Gordon Campbell used his time to defend the HST and to sweeten the mix with a tax cut that at most will amount to about seven dollars a week for regular folk and nothing for the 40% who are low income taxpayers or the very poor. To make any real difference, he should have announced a rise in the minimum wage level and income assistance rates to at least the poverty line.
Welfare income in this province keeps families income about $21,000.00 below the poverty line (which is $39,000 for a family of four). In addition, over 245,000 BC workers earn less than ten dollars an hour. It takes a wage of $16.74 an hour for two working parents and two children to live at the poverty line.
Ministry of Housing and Social Development statistics reflect a rise in the number of people on welfare from 145,700 in March 2008 to 179,394 in March of 2010, an increase of 33,674 people. Many of these include children. In 2009, over 80 percent of food banks in BC saw an increase in people needing food, and one third of BC food bank users are children. Unemployment rates have also increased from 4.3% in April 2008 to 7.3% in April 2010, representing an additional 75,600 British Columbians, many with children. All these children are paying the price.
Remedying this situation would likely address his concern that one in five grade four students are not at grade level for reading, writing and arithmetic. There is a very interesting parallel here. One in five children in this province live in poverty, the highest rate in Canada. Could it be that the kids who are not getting adequate nutrition, shelter, health and dental care, who are stressed, who see their parents stressed, who are cold, sleepless, hurting, humiliated and who often sleep in mould infested quarters are the ones who aren’t really equipped or motivated to read a book, write a journal, or do long division? It is known that children who experienced poverty during the first four to five years of life experienced a full nine-point decline in intelligence test scores compared to children who experienced no poverty.
Campbell thinks the answer is to create more StrongStart Centres across the Province. Under the direction of licensed early childhood educators, parents and children participate in early learning activities, such as story time, music, singing, art, and puzzles, during daytime hours, usually in local schools.

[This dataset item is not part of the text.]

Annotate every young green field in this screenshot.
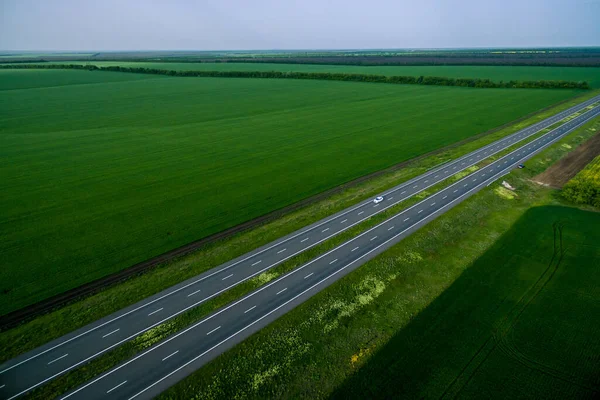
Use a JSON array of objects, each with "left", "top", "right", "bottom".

We have several programs here taking place at local schools. What happens to the working poor family who cannot take time off for the mandatory accompaniment, or to the single parent who does not have enough money for transit to get to these centres? What about the parent with an addiction, a mental illness, depression, or who has to sleep during the day because the only job they can find is a night shift stocking shelves job? What about the homeless family? This is the reality for many families who, despite what Campbell thinks, do not struggle from paycheque to paycheque, but who start struggling the day after their paycheque arrives and is swallowed up by rent and hydro costs, not to mention the additional cost of the HST.
A “strong start” does not begin in the gymnasiums and community centres of the province because by then the damage has been done to pre- school children living in poverty. Poor mothers have not received adequate prenatal care or nutrition, infants have not benefited from breast feeding because the mother is malnourished, or from formula that is not watered down because it is too expensive. Babies have spent their days couch surfing with homeless mothers, lacking attachment to stressed parents, fail to thrive in living desperate living situations, toddlers have become chronically sick with upper respiratory infections, skin problems, allergies, asthma, kidney disease, mental disability, all statistically linked to being poor.
A strong start for children begins with the parents, offering those who are marginalized the dignity of a living wage or supports that provide for the basic necessities of life, unconditionally.